By Jim McIntosh, OFM
CHICAGO – A group of solemnly professed friars, ranging in age from their early 30s to mid-80s, met here recently to discuss the General Secretariat for Missions and Evangelization’s document, Ite, Nuntiate…Guidelines for the New Forms of Life and Mission in the Order of Friars Minor.
Between April 6 -8, 2017, eleven friars from five US provinces spent time in contemplative prayer, discussed the document, reviewed the history of inserted communities since the Second Vatican Council, shared meals together, and dreamt of future possibilities. Friars from the other two US provinces expressed an interest in joining the discussions but were unable to do so due to scheduling conflicts.

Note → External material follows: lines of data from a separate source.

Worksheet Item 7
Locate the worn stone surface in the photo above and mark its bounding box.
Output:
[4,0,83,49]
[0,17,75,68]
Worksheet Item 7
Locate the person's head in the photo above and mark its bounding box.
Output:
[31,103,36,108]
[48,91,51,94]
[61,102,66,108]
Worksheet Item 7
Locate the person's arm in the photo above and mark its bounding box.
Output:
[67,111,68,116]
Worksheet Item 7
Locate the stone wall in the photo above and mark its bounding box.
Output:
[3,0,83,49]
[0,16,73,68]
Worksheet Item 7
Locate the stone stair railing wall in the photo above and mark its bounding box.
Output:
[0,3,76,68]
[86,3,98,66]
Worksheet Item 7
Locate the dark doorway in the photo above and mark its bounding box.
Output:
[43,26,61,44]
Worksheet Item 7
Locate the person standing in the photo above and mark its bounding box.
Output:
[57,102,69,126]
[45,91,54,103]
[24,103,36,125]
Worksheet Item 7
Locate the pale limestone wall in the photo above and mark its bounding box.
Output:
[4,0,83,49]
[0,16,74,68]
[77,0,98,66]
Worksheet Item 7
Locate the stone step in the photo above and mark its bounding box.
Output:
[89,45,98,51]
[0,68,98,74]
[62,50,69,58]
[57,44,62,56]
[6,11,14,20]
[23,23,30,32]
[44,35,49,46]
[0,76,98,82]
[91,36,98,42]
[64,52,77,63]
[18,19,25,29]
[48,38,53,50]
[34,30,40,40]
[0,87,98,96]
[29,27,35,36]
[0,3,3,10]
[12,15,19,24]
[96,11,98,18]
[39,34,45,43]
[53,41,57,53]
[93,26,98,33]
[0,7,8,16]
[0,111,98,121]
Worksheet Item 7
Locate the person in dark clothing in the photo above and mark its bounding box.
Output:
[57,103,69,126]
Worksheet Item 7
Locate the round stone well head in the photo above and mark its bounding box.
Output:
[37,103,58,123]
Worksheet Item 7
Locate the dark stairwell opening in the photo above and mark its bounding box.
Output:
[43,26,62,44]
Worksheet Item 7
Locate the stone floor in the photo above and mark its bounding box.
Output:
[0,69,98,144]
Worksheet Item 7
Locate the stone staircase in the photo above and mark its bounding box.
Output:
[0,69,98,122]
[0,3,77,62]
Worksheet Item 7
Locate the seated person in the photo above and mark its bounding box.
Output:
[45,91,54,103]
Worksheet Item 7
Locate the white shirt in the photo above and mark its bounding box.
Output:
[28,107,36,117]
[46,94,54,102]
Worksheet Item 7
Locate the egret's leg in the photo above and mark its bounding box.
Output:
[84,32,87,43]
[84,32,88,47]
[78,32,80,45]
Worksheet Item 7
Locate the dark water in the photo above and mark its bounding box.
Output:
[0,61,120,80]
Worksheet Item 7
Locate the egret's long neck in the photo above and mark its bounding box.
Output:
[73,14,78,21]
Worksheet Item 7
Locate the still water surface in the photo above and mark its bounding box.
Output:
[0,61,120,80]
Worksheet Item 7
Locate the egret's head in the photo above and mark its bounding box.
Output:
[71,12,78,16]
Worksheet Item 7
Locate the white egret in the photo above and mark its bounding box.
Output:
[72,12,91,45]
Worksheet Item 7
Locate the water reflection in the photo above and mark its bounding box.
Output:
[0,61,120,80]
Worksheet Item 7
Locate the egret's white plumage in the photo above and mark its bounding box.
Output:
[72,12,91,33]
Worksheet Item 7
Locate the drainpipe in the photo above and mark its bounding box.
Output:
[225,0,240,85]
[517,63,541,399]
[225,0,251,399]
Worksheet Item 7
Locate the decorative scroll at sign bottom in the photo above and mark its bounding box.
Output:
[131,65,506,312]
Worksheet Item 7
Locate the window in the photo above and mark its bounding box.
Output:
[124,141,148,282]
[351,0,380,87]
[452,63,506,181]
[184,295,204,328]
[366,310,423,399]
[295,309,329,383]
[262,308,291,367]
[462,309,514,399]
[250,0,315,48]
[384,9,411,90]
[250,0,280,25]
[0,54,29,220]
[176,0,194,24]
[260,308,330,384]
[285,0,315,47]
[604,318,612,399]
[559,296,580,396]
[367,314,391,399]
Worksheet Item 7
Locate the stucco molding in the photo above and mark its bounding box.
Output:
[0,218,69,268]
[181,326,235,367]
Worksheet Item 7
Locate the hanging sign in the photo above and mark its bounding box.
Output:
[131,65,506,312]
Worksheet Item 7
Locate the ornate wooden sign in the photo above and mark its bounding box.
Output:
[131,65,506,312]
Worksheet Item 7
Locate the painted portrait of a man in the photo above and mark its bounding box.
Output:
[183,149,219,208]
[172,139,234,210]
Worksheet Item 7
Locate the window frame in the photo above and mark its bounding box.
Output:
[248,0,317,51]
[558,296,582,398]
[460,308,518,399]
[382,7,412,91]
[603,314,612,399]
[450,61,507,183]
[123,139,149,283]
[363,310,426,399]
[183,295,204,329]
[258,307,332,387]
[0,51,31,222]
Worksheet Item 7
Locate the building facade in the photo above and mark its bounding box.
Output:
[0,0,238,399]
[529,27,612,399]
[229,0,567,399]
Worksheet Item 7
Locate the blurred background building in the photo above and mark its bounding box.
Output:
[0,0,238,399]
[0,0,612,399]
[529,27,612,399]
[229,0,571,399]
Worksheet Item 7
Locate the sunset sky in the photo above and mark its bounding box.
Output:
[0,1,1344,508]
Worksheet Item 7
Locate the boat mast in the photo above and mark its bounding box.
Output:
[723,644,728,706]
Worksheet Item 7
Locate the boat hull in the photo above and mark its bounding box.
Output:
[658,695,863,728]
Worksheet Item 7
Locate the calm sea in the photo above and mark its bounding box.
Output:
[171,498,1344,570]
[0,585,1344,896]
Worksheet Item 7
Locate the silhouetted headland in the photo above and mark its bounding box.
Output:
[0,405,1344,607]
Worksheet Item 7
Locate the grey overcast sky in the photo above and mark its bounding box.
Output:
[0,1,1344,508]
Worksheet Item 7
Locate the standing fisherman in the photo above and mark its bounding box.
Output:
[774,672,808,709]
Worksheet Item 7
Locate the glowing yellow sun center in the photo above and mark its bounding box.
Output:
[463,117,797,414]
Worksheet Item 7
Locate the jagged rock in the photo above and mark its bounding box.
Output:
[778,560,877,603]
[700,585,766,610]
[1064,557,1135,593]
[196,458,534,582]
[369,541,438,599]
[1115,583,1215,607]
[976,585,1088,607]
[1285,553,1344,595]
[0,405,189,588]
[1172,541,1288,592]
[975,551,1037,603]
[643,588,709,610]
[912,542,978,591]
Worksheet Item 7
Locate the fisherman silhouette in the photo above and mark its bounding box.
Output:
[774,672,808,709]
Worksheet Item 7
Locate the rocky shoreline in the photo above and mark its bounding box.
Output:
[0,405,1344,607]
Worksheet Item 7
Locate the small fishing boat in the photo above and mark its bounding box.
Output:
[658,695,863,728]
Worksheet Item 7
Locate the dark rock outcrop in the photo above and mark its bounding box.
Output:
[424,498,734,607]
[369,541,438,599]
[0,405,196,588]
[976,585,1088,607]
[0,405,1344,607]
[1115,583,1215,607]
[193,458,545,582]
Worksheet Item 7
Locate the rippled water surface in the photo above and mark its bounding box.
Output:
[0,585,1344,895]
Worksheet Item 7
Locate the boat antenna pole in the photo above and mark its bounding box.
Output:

Matt Tumulty OFM, of the St. Barbara Province, said, “The depth of the sharing exceeded all of our hopes and expectations. The Spirit’s power is very evident in this process of realignment and revitalization.“
Fifty years ago, Vatican II mandated that religious communities return to their biblical roots and founding charisms and to develop a greater measure of engagement with the modern world. In response, friars around the world began experimenting with different forms of fraternities. In France, some friars became worker-priests – these were priests who took up work in such places as car factories in order to experience the everyday life of the working class. With permission, friars joined the Taize community, living with non-Catholics. Some small fraternities were formed jointly with sisters and laypeople.
In the US, the first small fraternity was formed in1966 when three friars in Chicago lived with members of the Taize community. Bob Pawell OFM, of the Sacred Heart Province, spoke at the meeting here about his journey from Taize (1966-1971), to Beacon Street in Chicago (1971-1976), to the Tau Fraternity in New Orleans (1976-1990s), and finally to Holy Evangelist Friary back in Chicago where he now lives.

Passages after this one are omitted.